Parallèlement, les adolescents utilisent de plus en plus la photographie pour expérimenter de nouvelles façons de construire la relation à l'autre, mais aussi à leur propre identité. Le désir d'extimité, qui consiste à décider de montrer certains aspects de soi jusque là gardés cachés pour obtenir une validation par le regard d'autrui est au cœur de cette quête relationnelle. L'image est convoquée pour jouer avec l'identité, montrer ce qu'on veut mettre en avant de soi, pas forcément parce qu'on désire cacher le reste, mais parce qu'on choisis de le montrer au moment qu'on le décide, et à qui on le décide. "C'est moi qui choisit".

Or ces deux pratiques apparemment sans rapport ont un point commun: le remplacement progressif de l'énigme du sexuel par celle de l'identité.

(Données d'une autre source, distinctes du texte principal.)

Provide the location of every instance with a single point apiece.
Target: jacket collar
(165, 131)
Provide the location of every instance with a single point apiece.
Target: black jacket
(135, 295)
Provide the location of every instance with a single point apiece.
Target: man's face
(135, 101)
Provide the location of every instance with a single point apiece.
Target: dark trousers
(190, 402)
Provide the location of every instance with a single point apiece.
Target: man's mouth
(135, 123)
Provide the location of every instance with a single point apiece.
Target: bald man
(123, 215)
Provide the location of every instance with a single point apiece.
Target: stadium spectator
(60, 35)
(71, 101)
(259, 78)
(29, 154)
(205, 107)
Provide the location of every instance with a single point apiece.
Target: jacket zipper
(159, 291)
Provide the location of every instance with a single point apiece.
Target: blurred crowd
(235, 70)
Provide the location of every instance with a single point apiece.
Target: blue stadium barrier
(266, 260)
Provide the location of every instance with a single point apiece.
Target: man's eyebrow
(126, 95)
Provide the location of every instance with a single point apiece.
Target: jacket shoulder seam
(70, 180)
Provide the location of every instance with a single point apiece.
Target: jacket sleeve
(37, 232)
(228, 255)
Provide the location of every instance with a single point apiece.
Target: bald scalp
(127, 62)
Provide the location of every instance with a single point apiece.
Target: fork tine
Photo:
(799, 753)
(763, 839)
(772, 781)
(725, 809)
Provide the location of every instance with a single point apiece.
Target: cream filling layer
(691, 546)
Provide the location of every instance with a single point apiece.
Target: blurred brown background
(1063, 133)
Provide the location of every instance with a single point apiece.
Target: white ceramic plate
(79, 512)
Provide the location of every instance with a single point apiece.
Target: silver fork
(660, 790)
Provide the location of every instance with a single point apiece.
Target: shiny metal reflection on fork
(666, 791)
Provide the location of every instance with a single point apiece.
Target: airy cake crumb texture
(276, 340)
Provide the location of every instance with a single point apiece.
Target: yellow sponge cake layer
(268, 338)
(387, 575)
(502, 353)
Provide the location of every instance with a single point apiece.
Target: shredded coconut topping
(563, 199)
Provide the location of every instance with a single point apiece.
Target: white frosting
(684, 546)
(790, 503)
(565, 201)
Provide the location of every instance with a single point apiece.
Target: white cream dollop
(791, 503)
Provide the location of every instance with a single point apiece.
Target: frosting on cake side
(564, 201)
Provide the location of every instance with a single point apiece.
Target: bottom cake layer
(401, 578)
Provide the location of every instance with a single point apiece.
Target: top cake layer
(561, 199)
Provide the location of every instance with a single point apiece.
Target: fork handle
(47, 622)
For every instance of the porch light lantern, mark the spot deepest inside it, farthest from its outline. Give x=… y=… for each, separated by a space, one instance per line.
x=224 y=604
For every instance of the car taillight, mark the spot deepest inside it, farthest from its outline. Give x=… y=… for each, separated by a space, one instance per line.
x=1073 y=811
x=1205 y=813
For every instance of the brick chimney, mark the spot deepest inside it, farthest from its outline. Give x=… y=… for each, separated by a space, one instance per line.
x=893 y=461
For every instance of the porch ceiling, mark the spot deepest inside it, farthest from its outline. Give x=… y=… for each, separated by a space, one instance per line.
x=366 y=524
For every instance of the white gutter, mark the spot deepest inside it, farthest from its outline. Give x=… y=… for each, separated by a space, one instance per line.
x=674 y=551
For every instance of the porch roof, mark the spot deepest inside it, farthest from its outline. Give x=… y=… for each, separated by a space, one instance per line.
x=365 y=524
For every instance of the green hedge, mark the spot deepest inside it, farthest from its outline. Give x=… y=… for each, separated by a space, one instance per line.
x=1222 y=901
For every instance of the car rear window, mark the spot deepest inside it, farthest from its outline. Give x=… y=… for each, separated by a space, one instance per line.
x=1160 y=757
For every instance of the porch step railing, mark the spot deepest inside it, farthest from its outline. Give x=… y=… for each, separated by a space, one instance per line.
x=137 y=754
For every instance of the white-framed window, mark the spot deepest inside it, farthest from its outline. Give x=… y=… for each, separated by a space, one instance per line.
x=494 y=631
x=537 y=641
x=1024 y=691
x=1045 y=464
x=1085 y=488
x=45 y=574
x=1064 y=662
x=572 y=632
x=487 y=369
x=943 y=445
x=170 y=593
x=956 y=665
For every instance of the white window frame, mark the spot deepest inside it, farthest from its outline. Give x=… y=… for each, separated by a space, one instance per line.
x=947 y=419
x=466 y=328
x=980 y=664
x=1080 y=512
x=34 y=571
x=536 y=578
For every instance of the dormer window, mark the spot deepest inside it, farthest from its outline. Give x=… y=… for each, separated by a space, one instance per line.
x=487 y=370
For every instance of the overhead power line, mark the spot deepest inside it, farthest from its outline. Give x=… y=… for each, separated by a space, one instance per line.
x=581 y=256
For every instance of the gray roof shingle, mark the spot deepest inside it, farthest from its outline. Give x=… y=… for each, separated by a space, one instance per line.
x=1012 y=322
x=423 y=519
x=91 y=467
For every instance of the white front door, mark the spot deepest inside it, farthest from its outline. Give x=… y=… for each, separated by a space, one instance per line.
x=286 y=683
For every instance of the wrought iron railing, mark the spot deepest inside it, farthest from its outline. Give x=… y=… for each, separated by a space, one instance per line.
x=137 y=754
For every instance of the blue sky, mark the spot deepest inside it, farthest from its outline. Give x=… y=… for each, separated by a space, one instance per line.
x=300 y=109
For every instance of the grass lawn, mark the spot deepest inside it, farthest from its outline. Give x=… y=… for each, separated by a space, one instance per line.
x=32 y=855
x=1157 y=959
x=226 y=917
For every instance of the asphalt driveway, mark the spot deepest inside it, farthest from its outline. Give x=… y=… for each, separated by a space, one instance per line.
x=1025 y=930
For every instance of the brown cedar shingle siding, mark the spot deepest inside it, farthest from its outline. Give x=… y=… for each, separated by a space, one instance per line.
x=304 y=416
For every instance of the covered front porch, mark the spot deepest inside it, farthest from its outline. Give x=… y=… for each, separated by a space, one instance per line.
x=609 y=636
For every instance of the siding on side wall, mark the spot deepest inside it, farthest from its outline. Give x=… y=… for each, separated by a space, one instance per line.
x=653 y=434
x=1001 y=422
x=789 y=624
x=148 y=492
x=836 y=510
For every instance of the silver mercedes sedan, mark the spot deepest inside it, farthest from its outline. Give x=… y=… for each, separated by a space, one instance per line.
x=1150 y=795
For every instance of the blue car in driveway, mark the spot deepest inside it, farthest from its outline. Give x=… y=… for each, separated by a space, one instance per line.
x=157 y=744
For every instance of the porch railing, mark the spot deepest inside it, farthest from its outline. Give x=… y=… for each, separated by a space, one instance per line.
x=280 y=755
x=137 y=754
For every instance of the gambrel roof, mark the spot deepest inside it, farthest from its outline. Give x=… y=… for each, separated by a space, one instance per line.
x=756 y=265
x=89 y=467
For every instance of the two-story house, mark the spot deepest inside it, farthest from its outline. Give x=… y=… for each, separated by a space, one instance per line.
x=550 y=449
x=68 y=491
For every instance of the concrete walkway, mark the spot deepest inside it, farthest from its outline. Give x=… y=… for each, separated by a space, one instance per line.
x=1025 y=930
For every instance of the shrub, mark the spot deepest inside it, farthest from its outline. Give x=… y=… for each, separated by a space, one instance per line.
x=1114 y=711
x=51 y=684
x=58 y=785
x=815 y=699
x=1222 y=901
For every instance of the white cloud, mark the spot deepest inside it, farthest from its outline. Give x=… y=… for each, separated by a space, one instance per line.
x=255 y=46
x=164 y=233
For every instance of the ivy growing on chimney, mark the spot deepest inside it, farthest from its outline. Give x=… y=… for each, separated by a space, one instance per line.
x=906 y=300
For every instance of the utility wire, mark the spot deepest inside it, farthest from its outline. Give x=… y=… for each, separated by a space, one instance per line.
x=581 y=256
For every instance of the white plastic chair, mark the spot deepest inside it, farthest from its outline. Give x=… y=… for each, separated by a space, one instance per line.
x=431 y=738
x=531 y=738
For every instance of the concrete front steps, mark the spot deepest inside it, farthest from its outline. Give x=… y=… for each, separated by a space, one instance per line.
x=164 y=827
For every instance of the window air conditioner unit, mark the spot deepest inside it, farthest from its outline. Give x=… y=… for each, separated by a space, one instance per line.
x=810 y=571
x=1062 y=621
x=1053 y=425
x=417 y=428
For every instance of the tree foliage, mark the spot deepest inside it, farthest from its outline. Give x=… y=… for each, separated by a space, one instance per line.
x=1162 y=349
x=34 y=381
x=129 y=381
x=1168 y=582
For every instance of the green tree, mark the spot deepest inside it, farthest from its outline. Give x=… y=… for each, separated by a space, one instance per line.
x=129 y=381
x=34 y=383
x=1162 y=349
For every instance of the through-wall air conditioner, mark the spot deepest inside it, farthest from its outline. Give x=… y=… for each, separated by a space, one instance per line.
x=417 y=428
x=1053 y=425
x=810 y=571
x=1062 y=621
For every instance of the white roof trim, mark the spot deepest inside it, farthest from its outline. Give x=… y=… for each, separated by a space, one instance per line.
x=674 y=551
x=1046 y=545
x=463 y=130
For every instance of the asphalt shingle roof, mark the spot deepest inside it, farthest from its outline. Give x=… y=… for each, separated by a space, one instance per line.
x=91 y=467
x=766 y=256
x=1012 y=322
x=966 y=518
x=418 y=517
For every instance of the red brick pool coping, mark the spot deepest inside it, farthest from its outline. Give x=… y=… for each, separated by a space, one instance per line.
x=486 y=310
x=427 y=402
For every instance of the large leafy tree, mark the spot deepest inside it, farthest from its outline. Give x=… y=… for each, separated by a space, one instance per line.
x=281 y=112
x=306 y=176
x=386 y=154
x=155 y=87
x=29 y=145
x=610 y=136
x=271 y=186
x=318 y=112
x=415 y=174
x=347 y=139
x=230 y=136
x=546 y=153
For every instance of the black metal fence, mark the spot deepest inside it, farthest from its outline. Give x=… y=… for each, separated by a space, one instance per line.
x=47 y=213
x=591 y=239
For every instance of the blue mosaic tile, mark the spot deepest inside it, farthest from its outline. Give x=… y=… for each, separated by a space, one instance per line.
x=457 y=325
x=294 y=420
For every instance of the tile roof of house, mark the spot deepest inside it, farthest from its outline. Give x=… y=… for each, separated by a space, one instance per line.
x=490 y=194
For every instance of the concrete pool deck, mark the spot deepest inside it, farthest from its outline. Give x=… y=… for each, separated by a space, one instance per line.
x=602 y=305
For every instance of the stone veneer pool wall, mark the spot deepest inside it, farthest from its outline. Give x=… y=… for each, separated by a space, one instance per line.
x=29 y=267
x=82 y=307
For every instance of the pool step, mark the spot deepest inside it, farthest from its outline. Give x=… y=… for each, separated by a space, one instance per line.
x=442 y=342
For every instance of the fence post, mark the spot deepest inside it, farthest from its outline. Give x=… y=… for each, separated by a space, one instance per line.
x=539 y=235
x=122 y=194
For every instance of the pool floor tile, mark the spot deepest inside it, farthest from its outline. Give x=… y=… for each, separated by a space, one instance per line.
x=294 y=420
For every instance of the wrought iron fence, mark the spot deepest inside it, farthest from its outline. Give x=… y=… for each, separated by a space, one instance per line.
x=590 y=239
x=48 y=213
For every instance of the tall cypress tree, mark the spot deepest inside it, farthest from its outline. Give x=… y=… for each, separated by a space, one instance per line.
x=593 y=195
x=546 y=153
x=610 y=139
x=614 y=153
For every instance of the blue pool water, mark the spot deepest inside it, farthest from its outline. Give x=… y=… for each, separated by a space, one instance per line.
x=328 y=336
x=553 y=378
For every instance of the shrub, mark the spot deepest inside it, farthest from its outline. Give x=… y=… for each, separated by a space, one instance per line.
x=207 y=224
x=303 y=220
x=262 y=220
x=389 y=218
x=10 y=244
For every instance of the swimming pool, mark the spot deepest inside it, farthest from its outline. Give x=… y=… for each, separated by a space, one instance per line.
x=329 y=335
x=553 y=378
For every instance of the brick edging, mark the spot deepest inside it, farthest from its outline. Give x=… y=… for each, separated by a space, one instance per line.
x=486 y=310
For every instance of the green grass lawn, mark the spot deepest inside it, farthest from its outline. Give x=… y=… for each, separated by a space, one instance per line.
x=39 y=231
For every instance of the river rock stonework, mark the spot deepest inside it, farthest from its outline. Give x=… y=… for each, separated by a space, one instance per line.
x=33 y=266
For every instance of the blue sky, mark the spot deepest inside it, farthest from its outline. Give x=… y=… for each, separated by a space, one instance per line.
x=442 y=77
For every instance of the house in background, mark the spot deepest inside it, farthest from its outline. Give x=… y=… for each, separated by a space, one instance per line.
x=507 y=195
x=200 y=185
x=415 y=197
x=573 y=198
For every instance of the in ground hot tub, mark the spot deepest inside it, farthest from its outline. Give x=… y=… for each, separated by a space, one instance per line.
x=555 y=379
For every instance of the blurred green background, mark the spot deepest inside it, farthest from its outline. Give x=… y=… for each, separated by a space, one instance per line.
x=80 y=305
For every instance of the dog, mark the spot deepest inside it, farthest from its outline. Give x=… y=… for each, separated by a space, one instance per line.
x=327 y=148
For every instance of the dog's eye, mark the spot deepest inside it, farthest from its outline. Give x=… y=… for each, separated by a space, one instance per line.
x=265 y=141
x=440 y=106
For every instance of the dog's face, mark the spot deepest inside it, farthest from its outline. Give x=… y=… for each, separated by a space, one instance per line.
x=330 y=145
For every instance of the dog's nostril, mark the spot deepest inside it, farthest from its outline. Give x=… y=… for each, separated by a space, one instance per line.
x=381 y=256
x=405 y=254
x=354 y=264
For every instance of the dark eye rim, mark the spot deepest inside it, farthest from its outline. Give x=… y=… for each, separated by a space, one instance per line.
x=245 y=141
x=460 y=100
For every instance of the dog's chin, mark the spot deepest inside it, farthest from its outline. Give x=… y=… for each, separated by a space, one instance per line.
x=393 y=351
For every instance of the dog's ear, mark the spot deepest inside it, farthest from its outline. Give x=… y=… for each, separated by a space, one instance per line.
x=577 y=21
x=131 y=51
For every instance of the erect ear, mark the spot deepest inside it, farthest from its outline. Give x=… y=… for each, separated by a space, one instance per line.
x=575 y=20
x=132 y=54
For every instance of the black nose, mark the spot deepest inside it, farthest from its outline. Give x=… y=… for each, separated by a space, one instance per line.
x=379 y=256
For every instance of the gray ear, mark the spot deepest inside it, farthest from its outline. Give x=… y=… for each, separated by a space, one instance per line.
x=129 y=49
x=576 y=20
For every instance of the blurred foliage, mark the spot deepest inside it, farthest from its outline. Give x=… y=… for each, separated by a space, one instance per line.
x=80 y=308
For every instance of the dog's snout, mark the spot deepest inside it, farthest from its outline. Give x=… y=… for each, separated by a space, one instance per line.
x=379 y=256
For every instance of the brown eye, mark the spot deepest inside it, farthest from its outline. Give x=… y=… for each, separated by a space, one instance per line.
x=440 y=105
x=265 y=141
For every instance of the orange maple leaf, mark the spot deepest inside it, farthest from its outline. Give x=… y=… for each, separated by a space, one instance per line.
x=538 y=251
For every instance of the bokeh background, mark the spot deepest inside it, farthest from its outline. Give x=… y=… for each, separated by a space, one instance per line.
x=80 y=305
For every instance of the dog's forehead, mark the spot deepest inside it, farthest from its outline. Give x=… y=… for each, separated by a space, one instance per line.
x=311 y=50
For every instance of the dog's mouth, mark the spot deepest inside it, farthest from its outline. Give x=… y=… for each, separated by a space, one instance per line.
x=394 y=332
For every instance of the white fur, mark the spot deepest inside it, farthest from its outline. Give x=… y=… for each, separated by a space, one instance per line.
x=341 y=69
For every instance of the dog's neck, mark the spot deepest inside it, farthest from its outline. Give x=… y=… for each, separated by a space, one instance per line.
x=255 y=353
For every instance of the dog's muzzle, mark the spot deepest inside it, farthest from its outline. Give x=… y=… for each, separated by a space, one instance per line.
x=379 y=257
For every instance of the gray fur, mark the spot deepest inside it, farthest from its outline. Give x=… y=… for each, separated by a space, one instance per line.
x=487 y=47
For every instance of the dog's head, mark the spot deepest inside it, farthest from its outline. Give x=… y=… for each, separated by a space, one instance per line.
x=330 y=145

L'accumulation d'images réalisées par le même adolescent et le montrant successivement l'air défait, hilare, du dentifrice sur les lèvres, du shampoing dans les cheveux, la bouche pleine ou la langue pendante, finit par brouiller les repères de son apparence et poser la question de son identité. A l'époque de l'argentique, les photographies étaient utilisées pour se construire une identité sociale - pensons à celles du fameux studio Harcourt. Aujourd'hui, elles sont utilisées pour brouiller les pistes et faire de l'identité de chacun une énigme.

D'ailleurs, les adolescents ne cherchent plus à se faire passer pour qui ils ne sont pas, afin de tromper leurs interlocuteurs, comme aux débuts d'Internet. Ils cherchent à montrer qu'ils sont capables de se faire passer pour qui ils ne sont pas, ce qui est bien différent. Il ne s'agit plus de tromper sur son identité, comme le ferait un escroc, mais de brouiller les repères. Je pense que c'est dans cette même logique qu'il faut comprendre des pratiques de prostitution chez certaines adolescentes. Comme une façon pour elles de (se) montrer qu'elles sont capables de se faire passer pour ce qu'elles ne sont pas en réalité. C'est une pratique initiatique - qui n'est d'ailleurs pas nouvelle, même si elle est plus répandue aujourd'hui, mais aussi une façon pour une adolescente de déclarer qu'elle est insaisissable.

Ces pratiques s'insèrent dans un changement global des fonctions dévolues aux images

Pendant longtemps, c'est pratiquement exclusivement par rapport à la mémoire que la photographie s'est définie. Le numérique a entraîné plusieurs révolutions majeures. Il a libéré le geste du photographe par sa miniaturisation; il a fait de la photographie un art convivial dès le moment de la prise de vue en rendant immédiatement visibles ses résultats; et il a inversé le rapport de la technique à l'acte de voir, comme en témoignent les innombrables mains dressés brandissant un téléphone mobile dans l'espoir de capturer l'image de ce qui reste dérobé au regard: on ne photographie plus ce que l'on voit, on photographie pour voir. Mais la révolution majeure pourrait bien être encore à venir.

En démultipliant les images d'eux-mêmes, et en jouant sur toutes les ambiguïtés sexuelles, voire en se choisissant des avatars qui représentent des animaux ou des machines, les adolescents pourraient bien être en train d'opérer un subtil glissement de l'énigme de l'identité sexuelle vers celle de l'identité tout court. Mais l'essentiel serait préservé. Rappelons que pour Freud, l'énigme du sexuel et la curiosité pour la différence sexuelle qui lui est attachée se sublime en désir de voir, et de savoir.

Dans un monde où les repères sexuels sont brouillés et en même temps les images de la différence sexuelle omniprésentes, notamment dans les spectacles pornographiques accessibles sur Internet, les adolescents s'accaparent l'outil par lequel la pornographie leur arrive, c'est-à-dire les images. En les utilisant pour alimenter leur désir de voir autant que de se voir, ils en font un moyen privilégié pour partir à la rencontre de l'énigme qui s'impose au-delà de tous les brouillages sexuels, et bientôt technologiques, celle de l'identité.